The mammography room in the Radiology Department contained a large desk with unlocked drawers that contained numerous mammography patient medical records. The desk drawers were unable to be locked per the Radiology Manager, who verified these patient medical records were not secure.
During the same tour, the Radiology Department's nursing station was viewed. The nursing station contained several unlocked drawers, which contained numerous patient medical records and radiology results.
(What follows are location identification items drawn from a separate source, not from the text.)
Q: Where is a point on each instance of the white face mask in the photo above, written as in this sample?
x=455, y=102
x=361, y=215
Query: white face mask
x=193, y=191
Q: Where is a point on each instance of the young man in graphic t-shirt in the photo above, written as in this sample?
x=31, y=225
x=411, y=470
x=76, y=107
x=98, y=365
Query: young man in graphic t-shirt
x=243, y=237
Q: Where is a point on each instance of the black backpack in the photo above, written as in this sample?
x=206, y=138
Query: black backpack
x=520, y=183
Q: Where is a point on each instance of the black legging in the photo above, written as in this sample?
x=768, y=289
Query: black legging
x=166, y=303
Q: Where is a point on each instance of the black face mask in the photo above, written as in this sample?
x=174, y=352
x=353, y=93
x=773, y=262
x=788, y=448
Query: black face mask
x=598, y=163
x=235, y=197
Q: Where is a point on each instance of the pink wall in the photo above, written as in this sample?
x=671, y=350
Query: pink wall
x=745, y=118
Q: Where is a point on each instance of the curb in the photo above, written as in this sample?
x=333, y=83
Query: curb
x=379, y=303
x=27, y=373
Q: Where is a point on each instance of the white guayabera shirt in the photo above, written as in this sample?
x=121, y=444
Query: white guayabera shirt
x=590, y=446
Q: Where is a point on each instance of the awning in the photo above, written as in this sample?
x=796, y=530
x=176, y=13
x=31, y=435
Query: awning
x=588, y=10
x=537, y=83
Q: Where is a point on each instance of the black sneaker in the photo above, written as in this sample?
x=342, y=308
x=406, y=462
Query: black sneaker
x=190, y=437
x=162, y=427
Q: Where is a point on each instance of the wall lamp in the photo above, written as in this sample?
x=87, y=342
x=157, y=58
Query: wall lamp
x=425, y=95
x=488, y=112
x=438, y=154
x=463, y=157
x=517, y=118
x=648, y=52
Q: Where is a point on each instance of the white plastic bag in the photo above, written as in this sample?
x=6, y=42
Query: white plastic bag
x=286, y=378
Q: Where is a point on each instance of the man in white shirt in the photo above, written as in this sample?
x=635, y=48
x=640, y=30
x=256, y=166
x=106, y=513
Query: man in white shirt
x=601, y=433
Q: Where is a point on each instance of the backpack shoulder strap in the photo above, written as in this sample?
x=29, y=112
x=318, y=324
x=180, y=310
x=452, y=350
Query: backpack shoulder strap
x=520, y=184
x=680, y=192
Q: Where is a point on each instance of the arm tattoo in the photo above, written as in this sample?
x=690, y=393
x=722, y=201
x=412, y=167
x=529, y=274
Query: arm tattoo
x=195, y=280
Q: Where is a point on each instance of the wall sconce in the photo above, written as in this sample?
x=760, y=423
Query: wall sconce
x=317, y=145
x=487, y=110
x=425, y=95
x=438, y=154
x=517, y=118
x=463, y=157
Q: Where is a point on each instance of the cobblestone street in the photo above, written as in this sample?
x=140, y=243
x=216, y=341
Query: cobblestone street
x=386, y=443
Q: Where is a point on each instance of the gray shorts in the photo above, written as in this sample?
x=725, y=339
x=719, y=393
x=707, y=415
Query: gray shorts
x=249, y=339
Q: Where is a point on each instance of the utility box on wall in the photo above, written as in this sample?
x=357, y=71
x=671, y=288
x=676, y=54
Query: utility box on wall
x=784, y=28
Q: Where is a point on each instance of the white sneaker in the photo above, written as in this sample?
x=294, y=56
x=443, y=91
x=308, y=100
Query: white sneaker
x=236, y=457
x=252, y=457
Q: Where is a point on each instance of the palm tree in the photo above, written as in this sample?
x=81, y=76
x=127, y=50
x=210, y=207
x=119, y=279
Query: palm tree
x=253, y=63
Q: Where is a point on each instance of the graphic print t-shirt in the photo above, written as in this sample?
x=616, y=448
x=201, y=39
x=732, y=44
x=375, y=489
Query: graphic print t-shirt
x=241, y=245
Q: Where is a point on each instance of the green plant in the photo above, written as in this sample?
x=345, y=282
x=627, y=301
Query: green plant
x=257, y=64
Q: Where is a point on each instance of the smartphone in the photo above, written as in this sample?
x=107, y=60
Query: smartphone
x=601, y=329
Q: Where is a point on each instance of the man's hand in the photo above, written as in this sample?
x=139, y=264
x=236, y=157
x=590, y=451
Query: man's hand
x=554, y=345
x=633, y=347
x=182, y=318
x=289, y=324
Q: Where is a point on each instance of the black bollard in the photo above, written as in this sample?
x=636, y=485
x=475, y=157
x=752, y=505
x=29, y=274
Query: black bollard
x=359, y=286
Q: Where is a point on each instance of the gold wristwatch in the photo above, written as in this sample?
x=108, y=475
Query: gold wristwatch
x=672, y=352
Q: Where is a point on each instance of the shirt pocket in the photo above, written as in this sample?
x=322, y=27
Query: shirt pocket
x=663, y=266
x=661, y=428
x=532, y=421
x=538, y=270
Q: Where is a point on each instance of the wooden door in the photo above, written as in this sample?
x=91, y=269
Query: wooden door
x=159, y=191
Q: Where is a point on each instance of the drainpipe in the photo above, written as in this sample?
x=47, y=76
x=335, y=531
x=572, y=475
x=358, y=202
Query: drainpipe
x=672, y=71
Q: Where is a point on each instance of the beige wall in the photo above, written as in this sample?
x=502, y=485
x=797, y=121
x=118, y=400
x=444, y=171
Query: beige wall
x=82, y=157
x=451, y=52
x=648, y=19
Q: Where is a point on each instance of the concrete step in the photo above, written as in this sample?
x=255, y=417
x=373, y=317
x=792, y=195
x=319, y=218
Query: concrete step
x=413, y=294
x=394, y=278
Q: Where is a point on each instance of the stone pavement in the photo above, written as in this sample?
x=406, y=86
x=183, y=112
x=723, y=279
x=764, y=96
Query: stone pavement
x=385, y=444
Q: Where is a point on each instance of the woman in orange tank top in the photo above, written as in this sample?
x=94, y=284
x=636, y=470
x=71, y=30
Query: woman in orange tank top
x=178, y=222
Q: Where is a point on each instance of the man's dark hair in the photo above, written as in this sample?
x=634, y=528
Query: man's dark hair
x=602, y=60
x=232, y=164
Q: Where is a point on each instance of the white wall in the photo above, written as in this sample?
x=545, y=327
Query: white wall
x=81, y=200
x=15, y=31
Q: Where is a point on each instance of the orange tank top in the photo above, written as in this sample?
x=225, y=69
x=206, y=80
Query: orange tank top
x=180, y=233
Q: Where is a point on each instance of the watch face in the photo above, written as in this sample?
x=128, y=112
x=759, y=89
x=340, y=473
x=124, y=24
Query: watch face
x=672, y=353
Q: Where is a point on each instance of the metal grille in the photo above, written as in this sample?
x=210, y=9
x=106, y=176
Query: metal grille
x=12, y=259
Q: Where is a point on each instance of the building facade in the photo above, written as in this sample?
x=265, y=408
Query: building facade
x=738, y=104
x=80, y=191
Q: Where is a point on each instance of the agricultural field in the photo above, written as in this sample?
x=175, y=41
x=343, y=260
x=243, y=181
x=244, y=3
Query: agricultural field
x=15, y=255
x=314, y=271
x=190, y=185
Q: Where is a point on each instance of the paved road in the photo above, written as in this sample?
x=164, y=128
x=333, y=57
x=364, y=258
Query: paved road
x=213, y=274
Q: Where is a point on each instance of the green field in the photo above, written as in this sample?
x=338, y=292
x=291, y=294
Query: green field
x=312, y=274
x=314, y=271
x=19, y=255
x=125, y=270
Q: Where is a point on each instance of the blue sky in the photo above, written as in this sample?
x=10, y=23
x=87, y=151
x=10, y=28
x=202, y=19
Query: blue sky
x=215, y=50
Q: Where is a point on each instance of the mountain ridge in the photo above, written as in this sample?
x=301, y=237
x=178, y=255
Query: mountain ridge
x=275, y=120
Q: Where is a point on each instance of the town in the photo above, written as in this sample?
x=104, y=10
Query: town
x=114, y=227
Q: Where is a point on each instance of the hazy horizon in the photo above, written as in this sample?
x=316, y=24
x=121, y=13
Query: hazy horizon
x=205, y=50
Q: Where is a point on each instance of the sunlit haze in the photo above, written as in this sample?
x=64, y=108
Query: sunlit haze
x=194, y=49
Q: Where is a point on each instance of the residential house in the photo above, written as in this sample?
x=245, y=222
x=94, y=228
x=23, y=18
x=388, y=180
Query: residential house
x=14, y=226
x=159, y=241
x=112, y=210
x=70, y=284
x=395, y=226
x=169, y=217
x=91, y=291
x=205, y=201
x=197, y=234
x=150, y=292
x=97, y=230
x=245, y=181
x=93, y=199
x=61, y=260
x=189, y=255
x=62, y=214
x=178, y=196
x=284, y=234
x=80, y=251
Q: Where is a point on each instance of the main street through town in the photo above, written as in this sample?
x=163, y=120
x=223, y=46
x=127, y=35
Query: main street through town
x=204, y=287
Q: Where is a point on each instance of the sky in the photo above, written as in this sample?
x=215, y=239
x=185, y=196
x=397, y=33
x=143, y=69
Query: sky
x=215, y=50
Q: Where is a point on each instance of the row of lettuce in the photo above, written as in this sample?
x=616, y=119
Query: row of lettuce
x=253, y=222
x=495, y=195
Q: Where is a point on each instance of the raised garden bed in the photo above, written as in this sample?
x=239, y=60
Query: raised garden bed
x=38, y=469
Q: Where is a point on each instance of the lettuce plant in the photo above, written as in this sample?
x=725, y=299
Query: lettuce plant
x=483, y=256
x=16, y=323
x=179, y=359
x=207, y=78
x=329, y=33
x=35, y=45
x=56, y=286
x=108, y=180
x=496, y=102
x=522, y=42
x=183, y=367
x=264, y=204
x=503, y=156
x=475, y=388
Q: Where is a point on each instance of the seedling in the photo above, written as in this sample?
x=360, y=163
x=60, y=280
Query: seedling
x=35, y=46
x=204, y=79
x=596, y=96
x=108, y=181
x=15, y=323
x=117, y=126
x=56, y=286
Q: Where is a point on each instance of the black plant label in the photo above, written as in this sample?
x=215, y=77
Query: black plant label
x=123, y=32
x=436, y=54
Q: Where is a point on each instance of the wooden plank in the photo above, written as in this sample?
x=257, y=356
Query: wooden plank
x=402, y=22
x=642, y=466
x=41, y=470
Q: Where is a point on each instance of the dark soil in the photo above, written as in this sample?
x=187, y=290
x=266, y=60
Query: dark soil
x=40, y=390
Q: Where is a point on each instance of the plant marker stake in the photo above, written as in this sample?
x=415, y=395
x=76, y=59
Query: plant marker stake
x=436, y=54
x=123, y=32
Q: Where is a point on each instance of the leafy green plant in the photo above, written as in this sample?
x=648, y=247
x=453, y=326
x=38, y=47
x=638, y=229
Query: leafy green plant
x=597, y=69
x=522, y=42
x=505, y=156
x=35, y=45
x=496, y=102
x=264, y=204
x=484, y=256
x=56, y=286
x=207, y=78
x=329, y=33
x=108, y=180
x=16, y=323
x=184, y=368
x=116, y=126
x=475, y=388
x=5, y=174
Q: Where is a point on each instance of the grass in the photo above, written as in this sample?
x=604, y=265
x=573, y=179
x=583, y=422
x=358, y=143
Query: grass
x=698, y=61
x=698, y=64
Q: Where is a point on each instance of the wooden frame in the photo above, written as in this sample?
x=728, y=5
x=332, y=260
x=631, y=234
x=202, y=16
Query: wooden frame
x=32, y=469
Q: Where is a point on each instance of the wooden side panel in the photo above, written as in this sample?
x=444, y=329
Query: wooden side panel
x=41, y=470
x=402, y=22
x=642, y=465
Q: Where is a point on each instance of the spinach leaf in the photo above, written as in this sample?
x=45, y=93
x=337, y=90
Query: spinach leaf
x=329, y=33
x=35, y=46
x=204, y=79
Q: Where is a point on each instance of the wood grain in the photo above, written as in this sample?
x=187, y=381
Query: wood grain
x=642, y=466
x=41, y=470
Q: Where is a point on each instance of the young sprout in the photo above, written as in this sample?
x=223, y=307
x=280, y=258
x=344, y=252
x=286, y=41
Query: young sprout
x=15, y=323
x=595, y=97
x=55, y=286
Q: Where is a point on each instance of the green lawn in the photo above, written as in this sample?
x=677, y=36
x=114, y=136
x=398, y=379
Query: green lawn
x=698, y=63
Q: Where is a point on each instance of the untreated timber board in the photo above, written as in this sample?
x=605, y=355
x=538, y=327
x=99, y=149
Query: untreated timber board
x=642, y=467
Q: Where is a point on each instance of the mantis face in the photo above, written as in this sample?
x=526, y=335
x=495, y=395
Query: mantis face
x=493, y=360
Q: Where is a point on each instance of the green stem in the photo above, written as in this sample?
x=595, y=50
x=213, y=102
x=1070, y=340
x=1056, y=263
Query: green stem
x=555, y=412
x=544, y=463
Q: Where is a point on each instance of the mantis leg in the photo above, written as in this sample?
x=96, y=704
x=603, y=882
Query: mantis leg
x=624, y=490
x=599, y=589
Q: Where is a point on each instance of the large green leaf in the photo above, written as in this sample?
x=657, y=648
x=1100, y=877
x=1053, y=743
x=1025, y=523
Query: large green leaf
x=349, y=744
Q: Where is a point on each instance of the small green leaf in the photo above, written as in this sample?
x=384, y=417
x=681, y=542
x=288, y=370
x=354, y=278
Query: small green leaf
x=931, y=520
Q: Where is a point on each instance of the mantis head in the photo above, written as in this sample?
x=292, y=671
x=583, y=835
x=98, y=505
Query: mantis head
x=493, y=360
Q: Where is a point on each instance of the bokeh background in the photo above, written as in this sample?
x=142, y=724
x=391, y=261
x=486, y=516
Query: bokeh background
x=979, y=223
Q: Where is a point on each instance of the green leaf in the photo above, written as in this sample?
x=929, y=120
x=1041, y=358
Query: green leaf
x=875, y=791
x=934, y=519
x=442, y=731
The Radiology Manager stated that these drawers were unable to be locked, were left unattended at times, and were not secure.
b) On 06/12/13 at 10:30 a.m., the facility's policy, "Record Management", was reviewed. The policy stated,"Records containing confidential and proprietary information shall be securely maintained, controlled, and protected to prevent unauthorized access". The facility's Health Information Manager verified this was the current policy.